A senior executive of the NLC, told DAILY POST that the union had already initiated discussions with the government, emphasizing the urgency of a wage review distinct from minimum wage negotiations.
Call for Immediate Wage Review
“We have called on President Bola Ahmed Tinubu for a wage review. This is not about minimum wage negotiations but a response to the economic realities that have doubled the cost of living. The leadership of NLC will determine the exact amount to propose,” the NLC source explained.
The demand follows the July 2024 minimum wage increase to ₦70,000, which workers say has been rendered ineffective due to inflation and rising fuel prices.
Economic Pressures Worsen Workers’ Plight
The sharp rise in fuel prices, from ₦770.54 per litre in July 2024 to between ₦935 and ₦1,100 in January 2025, has exacerbated the cost of living. According to the National Bureau of Statistics, November 2024 inflation data showed headline inflation at 34.60% and food inflation at 39.93%, further eroding the purchasing power of Nigerian workers.
NLC President Joe Ajaero previously disclosed that the union accepted the ₦70,000 minimum wage increase as a temporary relief when Tinubu indicated he would support a higher adjustment if necessary. However, economic conditions have worsened since then, prompting calls for a 50% wage rise.
Tax Reform Bills Raise Additional Concerns
The NLC also expressed concerns over the four tax reform bills currently before the National Assembly, including the Nigeria Tax Bill 2024 and the Tax Administration Bill. Workers argue that the proposed threshold for zero-tax eligibility of ₦800,000 per annum excludes most Nigerians, effectively increasing the tax burden on already impoverished workers.
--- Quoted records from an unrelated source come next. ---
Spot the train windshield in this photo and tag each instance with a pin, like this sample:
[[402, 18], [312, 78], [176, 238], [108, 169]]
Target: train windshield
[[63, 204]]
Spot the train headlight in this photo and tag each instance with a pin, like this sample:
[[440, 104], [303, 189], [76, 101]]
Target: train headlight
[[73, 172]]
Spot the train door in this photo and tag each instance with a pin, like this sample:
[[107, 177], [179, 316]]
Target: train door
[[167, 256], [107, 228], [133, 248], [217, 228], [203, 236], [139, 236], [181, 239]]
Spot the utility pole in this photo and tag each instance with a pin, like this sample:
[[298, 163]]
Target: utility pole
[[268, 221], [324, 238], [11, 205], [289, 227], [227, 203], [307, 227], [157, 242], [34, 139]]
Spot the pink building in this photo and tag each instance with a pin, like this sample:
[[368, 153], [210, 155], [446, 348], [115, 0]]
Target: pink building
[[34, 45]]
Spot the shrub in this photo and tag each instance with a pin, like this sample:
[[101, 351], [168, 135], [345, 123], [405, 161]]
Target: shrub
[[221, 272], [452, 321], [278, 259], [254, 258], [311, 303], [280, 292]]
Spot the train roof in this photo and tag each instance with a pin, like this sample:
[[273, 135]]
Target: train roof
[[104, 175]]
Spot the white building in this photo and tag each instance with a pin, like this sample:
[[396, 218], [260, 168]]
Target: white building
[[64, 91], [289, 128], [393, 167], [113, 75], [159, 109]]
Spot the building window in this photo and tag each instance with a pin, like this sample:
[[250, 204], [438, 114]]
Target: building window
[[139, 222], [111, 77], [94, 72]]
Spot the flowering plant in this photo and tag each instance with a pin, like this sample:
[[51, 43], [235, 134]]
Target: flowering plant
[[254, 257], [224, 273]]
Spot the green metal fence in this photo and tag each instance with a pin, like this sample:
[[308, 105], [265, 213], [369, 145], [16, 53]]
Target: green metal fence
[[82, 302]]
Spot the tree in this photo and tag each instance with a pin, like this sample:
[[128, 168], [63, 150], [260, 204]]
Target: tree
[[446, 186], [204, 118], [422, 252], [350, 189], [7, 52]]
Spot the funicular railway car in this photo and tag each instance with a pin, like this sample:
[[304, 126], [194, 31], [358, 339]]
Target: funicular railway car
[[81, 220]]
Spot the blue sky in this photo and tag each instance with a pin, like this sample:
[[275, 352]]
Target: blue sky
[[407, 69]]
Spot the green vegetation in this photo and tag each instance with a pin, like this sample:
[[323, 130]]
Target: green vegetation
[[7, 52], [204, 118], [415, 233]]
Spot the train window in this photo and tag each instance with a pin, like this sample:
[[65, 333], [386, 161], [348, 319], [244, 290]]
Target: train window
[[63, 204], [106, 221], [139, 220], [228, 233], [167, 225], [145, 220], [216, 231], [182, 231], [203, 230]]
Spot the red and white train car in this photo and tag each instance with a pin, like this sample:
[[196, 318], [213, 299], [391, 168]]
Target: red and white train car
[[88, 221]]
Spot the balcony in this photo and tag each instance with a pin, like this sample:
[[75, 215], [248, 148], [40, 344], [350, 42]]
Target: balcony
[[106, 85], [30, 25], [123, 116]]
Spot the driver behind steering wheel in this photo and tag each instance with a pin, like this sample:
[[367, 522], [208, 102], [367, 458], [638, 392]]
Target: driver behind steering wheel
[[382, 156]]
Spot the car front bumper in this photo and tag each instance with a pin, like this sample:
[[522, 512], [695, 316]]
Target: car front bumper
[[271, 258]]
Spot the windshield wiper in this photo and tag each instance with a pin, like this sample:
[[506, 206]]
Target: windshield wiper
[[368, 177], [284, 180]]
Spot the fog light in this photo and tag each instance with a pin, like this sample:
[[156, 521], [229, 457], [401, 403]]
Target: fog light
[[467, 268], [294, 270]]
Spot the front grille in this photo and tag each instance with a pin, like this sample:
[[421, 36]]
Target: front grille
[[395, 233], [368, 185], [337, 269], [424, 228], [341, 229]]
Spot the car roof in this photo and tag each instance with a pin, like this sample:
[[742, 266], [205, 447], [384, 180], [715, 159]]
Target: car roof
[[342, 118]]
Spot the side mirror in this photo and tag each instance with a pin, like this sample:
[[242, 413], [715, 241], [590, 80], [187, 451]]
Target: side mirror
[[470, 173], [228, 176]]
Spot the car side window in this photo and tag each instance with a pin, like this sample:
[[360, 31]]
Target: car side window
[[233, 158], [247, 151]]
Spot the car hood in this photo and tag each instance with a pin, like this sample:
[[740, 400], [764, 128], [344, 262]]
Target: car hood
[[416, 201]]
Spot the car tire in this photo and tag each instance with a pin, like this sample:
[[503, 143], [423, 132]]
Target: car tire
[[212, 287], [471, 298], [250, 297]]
“At ₦70,000 monthly, a worker earns ₦840,000 annually, which means they would pay more tax under the current threshold. To truly exclude low-income earners, the threshold should be raised to ₦1.5 million,” the NLC official said.
The tax reforms, which the Tinubu administration says are necessary to retool the economy, have faced criticism from Northern governors, the National Economic Council, and other stakeholders, who argue that they will worsen economic inequality.
NLC’s Stance on Economic Policies
The NLC criticized the government for introducing policies that increase the burden on Nigerians instead of alleviating their suffering. The union called on the presidential economic team to focus on measures that reduce inflation and improve living conditions.
“Collecting more taxes from workers who cannot afford basic necessities like a bag of rice shows a lack of empathy. The government should prioritize reducing the burden on Nigerians rather than increasing it through taxation,” the NLC official added.
The NLC plans to officially write to the government for a wage review while urging the administration to reconsider its economic and taxation policies. Stakeholders are awaiting further announcements as the government navigates the balance between economic reform and public welfare.